Citadel
Filmed from the artist’s window during lockdown, a combination of fragments from British Prime Minister Boris Johnson’s speeches relating to coronavirus with views of the London skyline. Recognising the British government’s decision to place business interests before public health, it relocates the centre of power from Parliament to the financial district of the City of London.

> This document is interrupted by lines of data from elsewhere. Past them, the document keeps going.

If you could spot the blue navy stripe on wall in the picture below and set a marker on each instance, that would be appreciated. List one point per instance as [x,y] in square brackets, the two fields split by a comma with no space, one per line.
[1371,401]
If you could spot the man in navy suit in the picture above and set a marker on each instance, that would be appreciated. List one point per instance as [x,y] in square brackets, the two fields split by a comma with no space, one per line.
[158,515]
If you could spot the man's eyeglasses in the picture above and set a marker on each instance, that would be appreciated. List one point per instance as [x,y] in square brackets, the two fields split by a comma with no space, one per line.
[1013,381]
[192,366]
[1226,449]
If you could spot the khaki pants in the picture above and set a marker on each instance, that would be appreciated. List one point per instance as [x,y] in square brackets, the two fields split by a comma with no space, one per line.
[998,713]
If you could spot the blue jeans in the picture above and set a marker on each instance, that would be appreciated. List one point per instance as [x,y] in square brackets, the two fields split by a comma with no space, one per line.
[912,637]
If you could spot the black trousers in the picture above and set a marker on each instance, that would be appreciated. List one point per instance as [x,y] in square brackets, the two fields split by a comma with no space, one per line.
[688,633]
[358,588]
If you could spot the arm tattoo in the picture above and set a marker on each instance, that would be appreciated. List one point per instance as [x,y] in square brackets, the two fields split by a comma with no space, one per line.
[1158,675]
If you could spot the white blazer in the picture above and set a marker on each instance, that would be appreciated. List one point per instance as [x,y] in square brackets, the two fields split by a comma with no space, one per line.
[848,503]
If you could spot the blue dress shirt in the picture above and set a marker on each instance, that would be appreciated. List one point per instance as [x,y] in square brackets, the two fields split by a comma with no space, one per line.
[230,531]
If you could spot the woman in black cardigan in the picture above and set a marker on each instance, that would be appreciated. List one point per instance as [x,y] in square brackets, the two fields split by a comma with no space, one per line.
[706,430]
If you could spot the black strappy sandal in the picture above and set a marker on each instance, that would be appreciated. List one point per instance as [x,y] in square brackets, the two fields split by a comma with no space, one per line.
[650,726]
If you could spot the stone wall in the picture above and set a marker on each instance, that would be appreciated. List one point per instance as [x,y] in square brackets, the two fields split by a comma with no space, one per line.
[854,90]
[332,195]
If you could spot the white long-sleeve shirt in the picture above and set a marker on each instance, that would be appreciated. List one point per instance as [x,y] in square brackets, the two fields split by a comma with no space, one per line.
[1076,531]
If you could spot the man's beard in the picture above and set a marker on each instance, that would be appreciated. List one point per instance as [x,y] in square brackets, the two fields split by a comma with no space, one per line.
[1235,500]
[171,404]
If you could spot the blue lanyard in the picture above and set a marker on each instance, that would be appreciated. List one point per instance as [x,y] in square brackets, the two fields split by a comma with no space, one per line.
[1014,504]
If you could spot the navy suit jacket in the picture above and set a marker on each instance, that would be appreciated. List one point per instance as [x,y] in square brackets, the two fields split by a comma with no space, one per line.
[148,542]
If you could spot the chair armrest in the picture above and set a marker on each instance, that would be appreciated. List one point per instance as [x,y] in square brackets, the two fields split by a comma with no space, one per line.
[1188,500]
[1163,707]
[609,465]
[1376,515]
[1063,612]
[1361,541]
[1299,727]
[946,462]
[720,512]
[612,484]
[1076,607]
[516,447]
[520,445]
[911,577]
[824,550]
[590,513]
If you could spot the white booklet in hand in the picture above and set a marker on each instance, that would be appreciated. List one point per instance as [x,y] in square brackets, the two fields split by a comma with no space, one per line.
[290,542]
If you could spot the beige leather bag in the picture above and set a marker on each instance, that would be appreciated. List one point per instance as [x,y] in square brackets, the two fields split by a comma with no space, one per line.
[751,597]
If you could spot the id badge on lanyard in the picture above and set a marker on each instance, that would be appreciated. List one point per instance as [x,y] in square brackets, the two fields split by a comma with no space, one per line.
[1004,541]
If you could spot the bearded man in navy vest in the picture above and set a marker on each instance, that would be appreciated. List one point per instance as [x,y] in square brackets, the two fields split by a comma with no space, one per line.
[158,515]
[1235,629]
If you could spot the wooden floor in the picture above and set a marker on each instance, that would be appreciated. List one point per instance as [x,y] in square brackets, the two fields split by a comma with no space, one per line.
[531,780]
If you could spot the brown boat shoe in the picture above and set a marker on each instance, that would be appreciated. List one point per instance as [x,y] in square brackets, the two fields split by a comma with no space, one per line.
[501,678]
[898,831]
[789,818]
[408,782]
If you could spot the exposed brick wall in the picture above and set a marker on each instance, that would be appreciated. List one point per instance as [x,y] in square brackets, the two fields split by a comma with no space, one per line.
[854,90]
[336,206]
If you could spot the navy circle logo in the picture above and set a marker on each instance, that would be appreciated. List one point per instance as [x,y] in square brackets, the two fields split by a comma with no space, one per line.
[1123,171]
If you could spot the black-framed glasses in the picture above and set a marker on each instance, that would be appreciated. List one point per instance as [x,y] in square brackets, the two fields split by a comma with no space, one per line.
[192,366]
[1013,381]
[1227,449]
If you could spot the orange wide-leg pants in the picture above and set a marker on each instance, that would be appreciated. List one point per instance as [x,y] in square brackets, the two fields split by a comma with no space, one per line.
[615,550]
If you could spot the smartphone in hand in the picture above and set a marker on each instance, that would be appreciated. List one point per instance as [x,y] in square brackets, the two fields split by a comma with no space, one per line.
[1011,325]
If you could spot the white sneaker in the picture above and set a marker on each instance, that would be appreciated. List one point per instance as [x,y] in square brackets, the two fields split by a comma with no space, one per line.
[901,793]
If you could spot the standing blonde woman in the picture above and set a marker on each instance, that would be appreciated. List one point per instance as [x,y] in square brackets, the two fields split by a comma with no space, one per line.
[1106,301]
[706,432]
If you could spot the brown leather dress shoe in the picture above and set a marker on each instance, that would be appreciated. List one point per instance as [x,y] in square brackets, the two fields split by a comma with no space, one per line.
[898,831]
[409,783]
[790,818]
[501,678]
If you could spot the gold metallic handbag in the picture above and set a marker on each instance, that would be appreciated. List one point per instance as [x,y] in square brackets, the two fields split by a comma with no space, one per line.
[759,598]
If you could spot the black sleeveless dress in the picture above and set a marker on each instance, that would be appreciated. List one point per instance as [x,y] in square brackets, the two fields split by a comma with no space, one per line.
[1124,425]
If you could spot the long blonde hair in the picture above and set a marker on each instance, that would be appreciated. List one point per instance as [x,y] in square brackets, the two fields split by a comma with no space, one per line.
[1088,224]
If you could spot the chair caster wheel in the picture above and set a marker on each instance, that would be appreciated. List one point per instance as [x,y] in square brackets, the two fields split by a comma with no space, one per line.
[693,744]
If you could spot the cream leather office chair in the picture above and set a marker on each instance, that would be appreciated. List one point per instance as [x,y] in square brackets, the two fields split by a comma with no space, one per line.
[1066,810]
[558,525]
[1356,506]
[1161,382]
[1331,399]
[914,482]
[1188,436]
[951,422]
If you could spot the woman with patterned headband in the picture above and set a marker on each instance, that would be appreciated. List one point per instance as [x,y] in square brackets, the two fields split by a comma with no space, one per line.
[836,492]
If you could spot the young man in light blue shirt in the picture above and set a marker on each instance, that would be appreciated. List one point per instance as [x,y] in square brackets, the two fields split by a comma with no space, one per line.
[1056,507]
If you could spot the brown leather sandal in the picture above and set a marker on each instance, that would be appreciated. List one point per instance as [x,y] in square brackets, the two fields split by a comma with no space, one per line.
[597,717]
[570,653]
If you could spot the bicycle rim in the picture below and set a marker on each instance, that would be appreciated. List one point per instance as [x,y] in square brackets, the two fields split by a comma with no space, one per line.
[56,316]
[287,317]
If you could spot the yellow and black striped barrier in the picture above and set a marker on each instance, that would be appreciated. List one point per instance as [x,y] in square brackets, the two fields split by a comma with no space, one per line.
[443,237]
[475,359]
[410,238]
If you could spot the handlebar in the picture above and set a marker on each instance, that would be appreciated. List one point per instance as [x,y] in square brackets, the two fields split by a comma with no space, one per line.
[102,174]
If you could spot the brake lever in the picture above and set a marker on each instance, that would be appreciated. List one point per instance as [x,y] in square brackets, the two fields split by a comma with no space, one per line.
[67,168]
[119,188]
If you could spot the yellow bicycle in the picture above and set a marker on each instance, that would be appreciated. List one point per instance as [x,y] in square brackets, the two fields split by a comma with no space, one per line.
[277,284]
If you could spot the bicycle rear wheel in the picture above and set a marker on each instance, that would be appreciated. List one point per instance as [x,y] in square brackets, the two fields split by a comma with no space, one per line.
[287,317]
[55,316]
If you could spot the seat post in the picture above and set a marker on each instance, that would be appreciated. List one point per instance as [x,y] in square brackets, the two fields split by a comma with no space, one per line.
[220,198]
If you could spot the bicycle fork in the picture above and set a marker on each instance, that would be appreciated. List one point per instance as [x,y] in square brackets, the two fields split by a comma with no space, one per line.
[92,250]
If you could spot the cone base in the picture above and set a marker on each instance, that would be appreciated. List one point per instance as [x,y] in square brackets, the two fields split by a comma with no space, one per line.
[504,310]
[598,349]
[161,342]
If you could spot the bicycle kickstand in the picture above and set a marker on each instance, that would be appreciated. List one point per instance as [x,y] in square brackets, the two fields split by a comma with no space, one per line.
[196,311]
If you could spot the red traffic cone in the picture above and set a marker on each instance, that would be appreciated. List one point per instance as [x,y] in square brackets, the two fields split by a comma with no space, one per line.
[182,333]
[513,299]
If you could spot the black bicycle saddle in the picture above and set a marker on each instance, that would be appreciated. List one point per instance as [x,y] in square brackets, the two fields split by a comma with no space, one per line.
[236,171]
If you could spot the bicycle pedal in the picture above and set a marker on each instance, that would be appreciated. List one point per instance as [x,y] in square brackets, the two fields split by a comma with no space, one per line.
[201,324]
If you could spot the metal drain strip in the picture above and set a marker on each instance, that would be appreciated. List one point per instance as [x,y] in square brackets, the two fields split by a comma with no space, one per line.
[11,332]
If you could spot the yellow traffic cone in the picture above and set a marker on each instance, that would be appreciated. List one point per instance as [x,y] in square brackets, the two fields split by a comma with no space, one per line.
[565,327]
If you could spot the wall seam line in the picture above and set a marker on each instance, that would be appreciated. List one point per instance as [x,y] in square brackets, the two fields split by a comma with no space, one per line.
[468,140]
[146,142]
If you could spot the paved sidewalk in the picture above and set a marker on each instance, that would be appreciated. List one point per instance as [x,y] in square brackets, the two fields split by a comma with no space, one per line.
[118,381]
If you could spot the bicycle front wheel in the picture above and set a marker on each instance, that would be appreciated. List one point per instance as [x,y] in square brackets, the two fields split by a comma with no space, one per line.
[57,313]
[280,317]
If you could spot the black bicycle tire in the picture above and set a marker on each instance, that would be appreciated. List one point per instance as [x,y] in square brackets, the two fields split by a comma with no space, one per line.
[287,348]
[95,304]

It was only natural that the minimalist and mischievous repertoire of John Smith’s films accommodate the formal straightjacket imposed by lockdown. In keeping with the rudimentary repertoire offered by home confinement, Citadel was filmed entirely from the window of Smith’s London flat opposite the City’s financial district. A double protocol of sound and visual sampling gives him the opportunity to flip the gloomy evidence of the urban landscape onto an unexpected side of dark fantasy. Organised metronomically by the editing, changes in the weather transform the business district into a disturbing mirage, a sort of crystal castle controlled by an ill-intentioned wizard. The wizard is handled by the soundtrack, which plucks mordant excerpts from six speeches given by Boris Johnson between March and May 2020. Behind the fickle ministerial bluster, the ultraliberal obsession reveals itself for what it is: a ghost that haunts the landscape, a mechanical pulsation whose political utterances are scarcely more than a clownish alibi. The castle itself (the faceless power of finance reduced to a bunch of skyscrapers) causes the Prime Minister’s insincere voice to vibrate with its spell. All that is left of ordinary people, portrayed as docile silhouettes cooped up behind distant windows, is the naked truth of a confinement that is basically only very marginally caused by the virus.